How to use the BRIN index properly?
Hello,
We have large tables with billions of rows in them and want to take
advantage of the BRIN index on them.
Issues we are facing:
- as I understand, BRIN index is useful only if the data is stored in
index order. As an example we want to create a composite BRIN index on 3
columns - integers and strings (varchar).

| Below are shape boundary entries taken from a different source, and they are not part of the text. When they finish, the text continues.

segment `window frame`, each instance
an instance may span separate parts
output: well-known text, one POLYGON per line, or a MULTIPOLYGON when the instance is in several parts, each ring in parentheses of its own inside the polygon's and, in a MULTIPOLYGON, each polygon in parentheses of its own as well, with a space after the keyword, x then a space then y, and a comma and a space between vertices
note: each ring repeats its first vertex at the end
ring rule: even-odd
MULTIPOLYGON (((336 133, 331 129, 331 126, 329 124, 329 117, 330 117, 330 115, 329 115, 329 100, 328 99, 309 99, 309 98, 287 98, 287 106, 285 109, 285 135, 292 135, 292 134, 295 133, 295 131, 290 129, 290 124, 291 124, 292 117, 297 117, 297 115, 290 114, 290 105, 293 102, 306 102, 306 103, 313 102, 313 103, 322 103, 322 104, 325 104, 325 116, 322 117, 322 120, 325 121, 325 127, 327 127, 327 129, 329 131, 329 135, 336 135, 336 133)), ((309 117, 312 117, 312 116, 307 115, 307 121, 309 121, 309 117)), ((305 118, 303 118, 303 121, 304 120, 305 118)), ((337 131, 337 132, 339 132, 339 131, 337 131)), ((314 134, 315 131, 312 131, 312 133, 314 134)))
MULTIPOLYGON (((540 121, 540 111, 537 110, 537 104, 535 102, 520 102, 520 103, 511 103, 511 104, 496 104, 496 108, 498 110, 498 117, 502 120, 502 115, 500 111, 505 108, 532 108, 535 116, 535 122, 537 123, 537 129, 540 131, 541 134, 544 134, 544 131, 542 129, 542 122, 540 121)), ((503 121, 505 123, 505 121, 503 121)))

How can we tell Postgres to store
data in index order as new records are inserted into the database?
- i understand that turning on autosummarize will keep the index fresh
and up-to-date as new records are inserted. is this correct?
Thanks for your help.
S.
our insertion order is of course != index order otherwise the question
would have been trivial.
we use postgres 14
On Wed, Feb 8, 2023 at 11:51 AM Siddharth Jain <siddhsql@gmail.com> wrote:
Show quoted text
Hello,
We have large tables with billions of rows in them and want to take
advantage of the BRIN index on them.Issues we are facing:
- as I understand, BRIN index is useful only if the data is stored in
index order. As an example we want to create a composite BRIN index on 3
columns - integers and strings (varchar). How can we tell Postgres to store
data in index order as new records are inserted into the database?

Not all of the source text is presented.